Dieser Kommentar bezieht sich auf den Text “Campus im Clinch“
Ein Kommentar von Anna Pöker
Mit der kurzfristigen Entscheidung der Universität, den Raum für Hobans Vortrag zu entziehen, greift sie in einen schon lange bekannten Lehrplan ein. Begründet wird das mit der Einstufung des Verfassungsschutzes von Hobans Verein, Jüdische Stimme für gerechten Frieden in Nahost, als extremistisch.

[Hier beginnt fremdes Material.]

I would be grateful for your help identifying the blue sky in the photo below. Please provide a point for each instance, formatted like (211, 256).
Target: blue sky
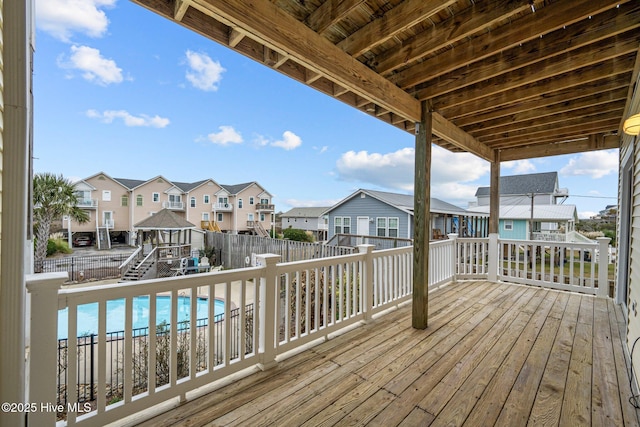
(121, 90)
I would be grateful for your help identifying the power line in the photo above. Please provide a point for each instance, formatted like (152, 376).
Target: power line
(595, 197)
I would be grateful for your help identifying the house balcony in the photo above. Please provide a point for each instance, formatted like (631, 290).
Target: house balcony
(177, 206)
(265, 207)
(338, 332)
(221, 207)
(87, 203)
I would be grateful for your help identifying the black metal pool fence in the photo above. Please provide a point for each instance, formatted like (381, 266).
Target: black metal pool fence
(94, 267)
(87, 355)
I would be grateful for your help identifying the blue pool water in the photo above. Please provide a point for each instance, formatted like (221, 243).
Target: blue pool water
(88, 314)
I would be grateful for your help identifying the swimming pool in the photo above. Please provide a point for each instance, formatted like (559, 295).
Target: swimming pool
(88, 313)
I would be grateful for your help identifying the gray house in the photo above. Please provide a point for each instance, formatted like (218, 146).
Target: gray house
(517, 190)
(311, 219)
(384, 214)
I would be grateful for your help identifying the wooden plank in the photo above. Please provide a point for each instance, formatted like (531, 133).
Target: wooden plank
(604, 411)
(404, 16)
(282, 32)
(521, 333)
(443, 128)
(551, 376)
(543, 21)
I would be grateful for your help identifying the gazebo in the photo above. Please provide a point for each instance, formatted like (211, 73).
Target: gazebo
(163, 237)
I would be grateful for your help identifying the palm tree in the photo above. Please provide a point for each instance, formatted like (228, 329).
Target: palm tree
(53, 197)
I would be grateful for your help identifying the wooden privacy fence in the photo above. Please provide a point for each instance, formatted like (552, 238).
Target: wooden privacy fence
(238, 250)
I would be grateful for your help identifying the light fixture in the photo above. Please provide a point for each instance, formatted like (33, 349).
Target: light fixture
(632, 125)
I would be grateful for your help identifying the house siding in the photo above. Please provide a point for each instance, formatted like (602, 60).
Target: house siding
(519, 231)
(371, 208)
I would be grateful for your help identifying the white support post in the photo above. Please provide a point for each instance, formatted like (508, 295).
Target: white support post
(267, 305)
(454, 256)
(367, 280)
(41, 354)
(494, 257)
(603, 266)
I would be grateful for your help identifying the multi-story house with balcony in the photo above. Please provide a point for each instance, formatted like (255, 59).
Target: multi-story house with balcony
(115, 205)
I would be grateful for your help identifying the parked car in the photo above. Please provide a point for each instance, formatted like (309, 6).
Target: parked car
(82, 241)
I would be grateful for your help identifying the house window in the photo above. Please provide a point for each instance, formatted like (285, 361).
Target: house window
(342, 225)
(381, 227)
(393, 227)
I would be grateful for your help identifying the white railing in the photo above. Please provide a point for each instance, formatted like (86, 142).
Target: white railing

Eine fragwürdige Einschätzung, denn der Verein setzt sich seit Jahrzehnten für Dialog und Menschenrechte ein. Er verurteilt die andauernde Vertreibung der palästinensischen Bevölkerung und klagt die Komplizenschaft Deutschlands im aktuell stattfindenden Genozid in Palästina an.

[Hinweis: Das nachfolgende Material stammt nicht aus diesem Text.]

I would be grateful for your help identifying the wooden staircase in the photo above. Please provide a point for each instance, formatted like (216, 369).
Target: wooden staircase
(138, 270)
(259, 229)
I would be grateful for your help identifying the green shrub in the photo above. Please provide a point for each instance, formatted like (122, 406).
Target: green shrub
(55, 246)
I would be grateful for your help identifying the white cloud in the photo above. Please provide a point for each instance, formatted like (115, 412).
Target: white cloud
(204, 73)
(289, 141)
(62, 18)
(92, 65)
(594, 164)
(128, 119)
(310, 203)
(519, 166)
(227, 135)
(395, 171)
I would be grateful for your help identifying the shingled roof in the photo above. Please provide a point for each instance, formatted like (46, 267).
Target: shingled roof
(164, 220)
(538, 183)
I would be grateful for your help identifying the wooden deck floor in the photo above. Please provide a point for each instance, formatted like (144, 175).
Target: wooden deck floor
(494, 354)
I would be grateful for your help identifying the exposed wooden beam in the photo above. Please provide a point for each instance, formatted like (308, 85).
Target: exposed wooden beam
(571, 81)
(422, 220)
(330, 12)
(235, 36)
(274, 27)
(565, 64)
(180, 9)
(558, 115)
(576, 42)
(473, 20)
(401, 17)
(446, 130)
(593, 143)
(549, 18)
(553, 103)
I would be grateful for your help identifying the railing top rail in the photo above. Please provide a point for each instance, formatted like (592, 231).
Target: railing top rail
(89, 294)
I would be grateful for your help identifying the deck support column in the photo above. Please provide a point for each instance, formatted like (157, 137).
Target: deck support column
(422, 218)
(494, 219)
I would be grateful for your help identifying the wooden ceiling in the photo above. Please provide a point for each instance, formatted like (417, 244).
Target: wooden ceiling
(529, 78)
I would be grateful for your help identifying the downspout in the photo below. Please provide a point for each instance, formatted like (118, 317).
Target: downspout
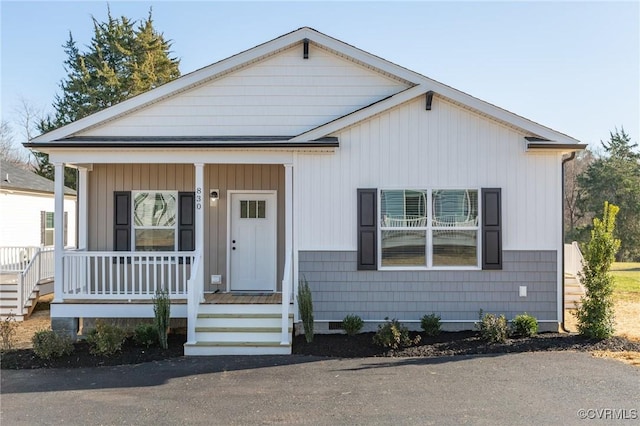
(564, 161)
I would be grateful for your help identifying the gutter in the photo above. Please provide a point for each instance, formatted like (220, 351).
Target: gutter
(564, 161)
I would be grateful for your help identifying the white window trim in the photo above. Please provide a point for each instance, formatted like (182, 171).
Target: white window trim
(134, 227)
(429, 228)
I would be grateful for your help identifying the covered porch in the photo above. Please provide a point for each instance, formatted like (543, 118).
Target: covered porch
(104, 278)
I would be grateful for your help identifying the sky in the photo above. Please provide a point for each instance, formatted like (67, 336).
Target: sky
(571, 66)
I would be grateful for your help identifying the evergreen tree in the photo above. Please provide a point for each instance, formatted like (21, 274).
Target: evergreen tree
(596, 315)
(615, 177)
(122, 61)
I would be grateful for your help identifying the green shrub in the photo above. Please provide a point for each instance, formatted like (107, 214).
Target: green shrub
(493, 329)
(430, 324)
(525, 325)
(48, 344)
(352, 324)
(596, 315)
(145, 335)
(392, 334)
(305, 308)
(162, 313)
(7, 331)
(106, 339)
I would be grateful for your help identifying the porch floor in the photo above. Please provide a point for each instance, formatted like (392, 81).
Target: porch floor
(243, 299)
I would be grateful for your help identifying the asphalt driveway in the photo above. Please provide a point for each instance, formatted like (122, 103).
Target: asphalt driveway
(531, 388)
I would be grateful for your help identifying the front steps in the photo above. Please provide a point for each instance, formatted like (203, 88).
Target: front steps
(573, 292)
(239, 329)
(9, 301)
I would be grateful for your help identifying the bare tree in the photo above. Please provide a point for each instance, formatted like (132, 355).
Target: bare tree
(9, 150)
(573, 215)
(28, 117)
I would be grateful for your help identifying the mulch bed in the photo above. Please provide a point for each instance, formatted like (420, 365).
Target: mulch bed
(332, 345)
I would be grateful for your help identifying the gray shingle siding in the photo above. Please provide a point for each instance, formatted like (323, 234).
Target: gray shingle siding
(340, 289)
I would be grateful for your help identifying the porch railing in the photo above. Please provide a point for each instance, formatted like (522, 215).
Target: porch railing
(286, 298)
(16, 259)
(38, 268)
(573, 260)
(195, 288)
(125, 275)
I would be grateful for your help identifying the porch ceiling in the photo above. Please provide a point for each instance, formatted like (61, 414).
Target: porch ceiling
(198, 142)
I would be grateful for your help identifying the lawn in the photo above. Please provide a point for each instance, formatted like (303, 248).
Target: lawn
(627, 281)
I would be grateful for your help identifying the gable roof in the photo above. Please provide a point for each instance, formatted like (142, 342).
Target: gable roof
(420, 85)
(16, 178)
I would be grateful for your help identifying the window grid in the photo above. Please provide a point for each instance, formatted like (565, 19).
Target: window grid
(462, 235)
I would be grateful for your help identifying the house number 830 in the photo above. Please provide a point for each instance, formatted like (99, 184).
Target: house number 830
(198, 198)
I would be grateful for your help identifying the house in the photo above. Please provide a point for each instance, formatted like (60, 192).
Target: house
(27, 233)
(27, 210)
(392, 194)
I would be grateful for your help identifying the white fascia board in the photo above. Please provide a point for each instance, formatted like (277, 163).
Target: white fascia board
(362, 114)
(204, 74)
(439, 88)
(183, 83)
(170, 156)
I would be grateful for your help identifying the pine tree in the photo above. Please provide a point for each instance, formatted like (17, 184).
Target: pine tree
(122, 61)
(615, 177)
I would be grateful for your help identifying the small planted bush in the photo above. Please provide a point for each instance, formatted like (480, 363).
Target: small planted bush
(430, 324)
(106, 339)
(162, 313)
(305, 308)
(7, 332)
(392, 334)
(352, 324)
(47, 344)
(524, 325)
(145, 335)
(493, 329)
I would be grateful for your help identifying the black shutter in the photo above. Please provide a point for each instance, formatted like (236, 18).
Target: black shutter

Der Staat nutzt den Verfassungsschutz, um sein Handeln und seine Existenz abzusichern. Gruppen, die den Staat auf systemischer Ebene kritisieren, werden als Gefährdung für die “freiheitlich-demokratische Grundordnung” delegitimiert. Dies trifft insbesondere linke, staatskritische Organisationen, welche sich dann mit Überwachung und Unterdrückung von staatlicher Seite konfrontiert sehen, wie im Falle von Hobans Verein. Die Einstufung als “extremistisch” schließt aus, dass die betroffenen Gruppen am gesellschaftlichen Diskurs teilhaben können.

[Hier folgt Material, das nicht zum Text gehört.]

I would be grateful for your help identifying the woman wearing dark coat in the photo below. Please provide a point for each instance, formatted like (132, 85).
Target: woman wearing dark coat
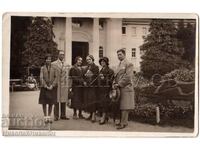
(48, 92)
(76, 74)
(105, 83)
(90, 86)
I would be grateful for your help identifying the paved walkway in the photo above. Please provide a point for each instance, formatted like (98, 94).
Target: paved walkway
(27, 114)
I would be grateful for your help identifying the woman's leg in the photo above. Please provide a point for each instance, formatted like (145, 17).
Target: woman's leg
(50, 109)
(44, 109)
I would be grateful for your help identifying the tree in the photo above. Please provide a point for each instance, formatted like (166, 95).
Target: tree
(19, 31)
(162, 51)
(186, 35)
(39, 42)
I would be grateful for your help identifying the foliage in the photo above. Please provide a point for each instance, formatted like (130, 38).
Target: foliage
(39, 42)
(186, 35)
(162, 50)
(170, 114)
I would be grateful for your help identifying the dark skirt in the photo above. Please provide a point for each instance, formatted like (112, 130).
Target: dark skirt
(77, 99)
(90, 99)
(48, 96)
(103, 99)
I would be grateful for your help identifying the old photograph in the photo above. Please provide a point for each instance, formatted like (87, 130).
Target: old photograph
(101, 74)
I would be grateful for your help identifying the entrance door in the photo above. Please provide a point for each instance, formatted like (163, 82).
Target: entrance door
(80, 49)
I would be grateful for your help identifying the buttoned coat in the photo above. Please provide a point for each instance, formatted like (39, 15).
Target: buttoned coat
(63, 80)
(123, 77)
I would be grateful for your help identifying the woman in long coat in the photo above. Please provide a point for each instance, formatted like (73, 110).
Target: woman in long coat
(63, 86)
(105, 84)
(76, 74)
(90, 86)
(48, 92)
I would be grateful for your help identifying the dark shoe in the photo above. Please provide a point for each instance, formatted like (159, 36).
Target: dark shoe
(64, 118)
(121, 127)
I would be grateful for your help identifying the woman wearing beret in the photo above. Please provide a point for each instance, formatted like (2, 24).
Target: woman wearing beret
(105, 84)
(76, 74)
(48, 92)
(90, 85)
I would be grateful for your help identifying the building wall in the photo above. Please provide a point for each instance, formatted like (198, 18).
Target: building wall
(133, 39)
(110, 38)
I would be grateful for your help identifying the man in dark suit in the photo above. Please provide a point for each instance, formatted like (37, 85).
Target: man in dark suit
(123, 80)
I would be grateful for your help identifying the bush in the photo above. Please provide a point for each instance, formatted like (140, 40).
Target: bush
(170, 114)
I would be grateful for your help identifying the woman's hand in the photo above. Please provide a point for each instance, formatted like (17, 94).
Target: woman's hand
(115, 86)
(101, 76)
(84, 83)
(50, 87)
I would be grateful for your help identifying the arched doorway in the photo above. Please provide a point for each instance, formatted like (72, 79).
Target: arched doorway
(80, 49)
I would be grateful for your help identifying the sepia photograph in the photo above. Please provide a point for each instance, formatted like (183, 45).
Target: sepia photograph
(100, 74)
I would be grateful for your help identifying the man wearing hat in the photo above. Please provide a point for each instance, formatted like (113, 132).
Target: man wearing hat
(123, 81)
(62, 91)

Der Staat kann sich als “demokratisch” und “rechtsstaatlich” inszenieren, während er gleichzeitig Gerechtigkeit und Menschenrechte durch finanzielle Unterstützung und Waffenlieferungen an Regime wie Türkei, Syrien und Israel torpediert.
Auf den Staat ist damit kein Verlass! Diese moralischen Bewertungen sind Teil einer Herrschaftsstrategie. Sich an sie zu binden, bedeutet ihnen Recht zu geben und den hegemonialen Diskurs zu stärken. Sollte die Universität nicht Debattenräume ermöglichen, um ebendiese Logik kritisch zu hinterfragen – wie sowohl von Studierenden als auch Dozierenden Seite schon mehrfach eingefordert?